Seeing as nobody has been doing more than base minimum gun--to-head maintenance on it for years, and that it hasn't been properly maintained at any point in time since it's creation, avrdude doesn't seem like a good horse to hitch your cart to. If it weren't for some problem with installling the python USB dependancies via board manager or something (that's Quentin's department not mine, and I never kneew what the issue was, just that he suddenly got all pessimistic when I suggested it), I would be calling out to pymcuprog not avrdude to upload via the Microchip programmers.

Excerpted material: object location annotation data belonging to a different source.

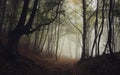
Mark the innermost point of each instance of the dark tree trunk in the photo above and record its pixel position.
(13, 41)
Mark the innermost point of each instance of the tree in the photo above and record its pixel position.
(25, 27)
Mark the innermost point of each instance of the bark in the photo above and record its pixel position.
(84, 30)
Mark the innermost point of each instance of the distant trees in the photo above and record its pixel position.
(26, 25)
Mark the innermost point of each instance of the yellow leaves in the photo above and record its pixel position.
(75, 1)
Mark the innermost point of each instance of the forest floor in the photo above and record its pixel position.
(31, 64)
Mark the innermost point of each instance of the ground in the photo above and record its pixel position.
(31, 64)
(28, 63)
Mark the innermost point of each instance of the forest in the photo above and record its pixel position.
(59, 37)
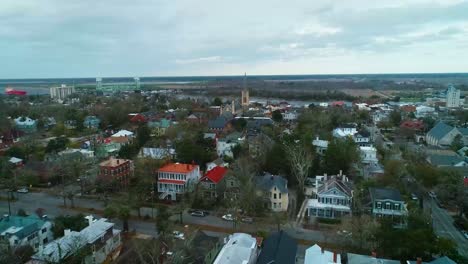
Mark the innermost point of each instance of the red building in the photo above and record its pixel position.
(115, 173)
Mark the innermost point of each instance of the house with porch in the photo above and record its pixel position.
(334, 195)
(100, 238)
(274, 190)
(159, 127)
(26, 124)
(387, 202)
(92, 122)
(176, 178)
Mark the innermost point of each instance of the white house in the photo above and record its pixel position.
(368, 155)
(320, 145)
(176, 178)
(100, 236)
(26, 230)
(224, 145)
(334, 197)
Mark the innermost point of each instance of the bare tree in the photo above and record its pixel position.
(301, 160)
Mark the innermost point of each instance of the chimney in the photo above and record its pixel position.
(90, 219)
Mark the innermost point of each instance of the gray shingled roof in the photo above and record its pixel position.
(385, 193)
(279, 247)
(444, 160)
(440, 130)
(268, 181)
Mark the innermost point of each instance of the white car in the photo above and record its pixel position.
(23, 190)
(178, 235)
(228, 217)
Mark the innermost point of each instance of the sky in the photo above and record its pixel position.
(89, 38)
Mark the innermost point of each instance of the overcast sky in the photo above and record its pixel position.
(91, 38)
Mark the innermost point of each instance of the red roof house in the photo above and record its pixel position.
(211, 179)
(413, 124)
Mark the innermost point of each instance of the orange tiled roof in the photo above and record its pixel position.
(178, 168)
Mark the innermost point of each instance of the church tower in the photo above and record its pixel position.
(245, 95)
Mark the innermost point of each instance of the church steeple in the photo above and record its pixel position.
(245, 94)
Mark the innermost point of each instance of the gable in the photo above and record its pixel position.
(333, 191)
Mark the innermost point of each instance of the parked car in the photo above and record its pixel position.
(228, 217)
(178, 235)
(198, 213)
(23, 190)
(247, 220)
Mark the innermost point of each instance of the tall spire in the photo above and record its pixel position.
(245, 81)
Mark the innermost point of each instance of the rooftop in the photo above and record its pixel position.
(268, 181)
(279, 247)
(384, 194)
(216, 174)
(240, 248)
(178, 168)
(112, 162)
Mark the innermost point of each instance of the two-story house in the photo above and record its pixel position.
(100, 240)
(387, 202)
(26, 230)
(26, 124)
(92, 122)
(274, 189)
(175, 179)
(115, 173)
(334, 196)
(320, 145)
(211, 179)
(225, 145)
(159, 128)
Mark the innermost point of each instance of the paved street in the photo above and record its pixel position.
(443, 225)
(53, 207)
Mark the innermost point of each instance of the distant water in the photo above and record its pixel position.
(40, 86)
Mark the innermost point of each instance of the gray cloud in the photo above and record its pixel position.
(120, 38)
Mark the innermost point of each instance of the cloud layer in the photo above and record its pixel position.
(88, 38)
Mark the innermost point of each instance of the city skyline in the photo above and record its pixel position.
(86, 39)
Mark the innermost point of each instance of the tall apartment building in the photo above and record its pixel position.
(453, 97)
(62, 92)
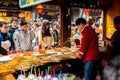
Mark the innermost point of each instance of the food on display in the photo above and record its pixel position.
(5, 69)
(27, 53)
(42, 51)
(21, 77)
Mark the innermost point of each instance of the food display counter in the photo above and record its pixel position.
(37, 61)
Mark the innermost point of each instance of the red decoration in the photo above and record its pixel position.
(86, 11)
(39, 8)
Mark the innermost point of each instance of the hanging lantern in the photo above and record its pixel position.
(39, 9)
(86, 11)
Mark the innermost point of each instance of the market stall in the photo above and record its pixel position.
(43, 62)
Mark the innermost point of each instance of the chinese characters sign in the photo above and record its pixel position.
(27, 3)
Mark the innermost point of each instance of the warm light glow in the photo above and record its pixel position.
(39, 8)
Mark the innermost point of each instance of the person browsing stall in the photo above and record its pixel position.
(22, 37)
(89, 51)
(5, 38)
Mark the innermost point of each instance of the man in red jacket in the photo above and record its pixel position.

I have also wished badly that I had the time to implement STK500 and the other protocols people care about in a python program..... a good fraction of the problem with avrdude is just plain kitchensinkism. (far from the only problem but.....)

More or less true, but it's better maintained than most of the other software for those obscure "edge" programming hardware.

[quote]a good fraction of the problem with avrdude is just plain kitchensinkism.
(directly resulting from that obscure edge programmer support, I guess!)

Arguably, there isn't much need to support a lot of those, any more. Not when a $5 Arduino Clone can talk to a PC and run one of the more "standardized" protocols. But I bet a lot of people would be annoyed if avrdude "maintenance" included things like removing PonyProg support...

I have also wished badly that I had the time to implement STK500 and the other protocols people care about in a python program.

Python has looked unexpectedly obnoxious when it comes to supporting 8bit byte streams :frowning: (perhaps I'm just missing something.)

You're right about the whole maintenance thing. It hasn't been updated in years, and even trivial bugs like missing variants in the default avrdude.conf (ATmega324PA for instance).

The whole software project so large and complex that a person like me could never maintain something like this at all. A while ago I tried to look into why my MPLAB SNAP wouldn't work with Avrdude, but I quickly gave up after looking in the source files. Luckily this was fixed in patch #10000, but has yet to be merged upstream.

However, there are reason why I love Avrdude and perfer to use it whenever I can.

  • ONE binary file (and a config file). That's all that's needed to run Avrdude. No dependencies, no nothing. It just works. Can't say that about Python.
  • My favorite programmers, the USBasp, USBtinyISP microUPDI, and stk500/arduino works flawless with Avrdude, And I have yet to see any of them fail because of Avrdude.

If "serial UDPI" was added as a supported protocol in Avrdude I'd be so happy! But that would probably never happen.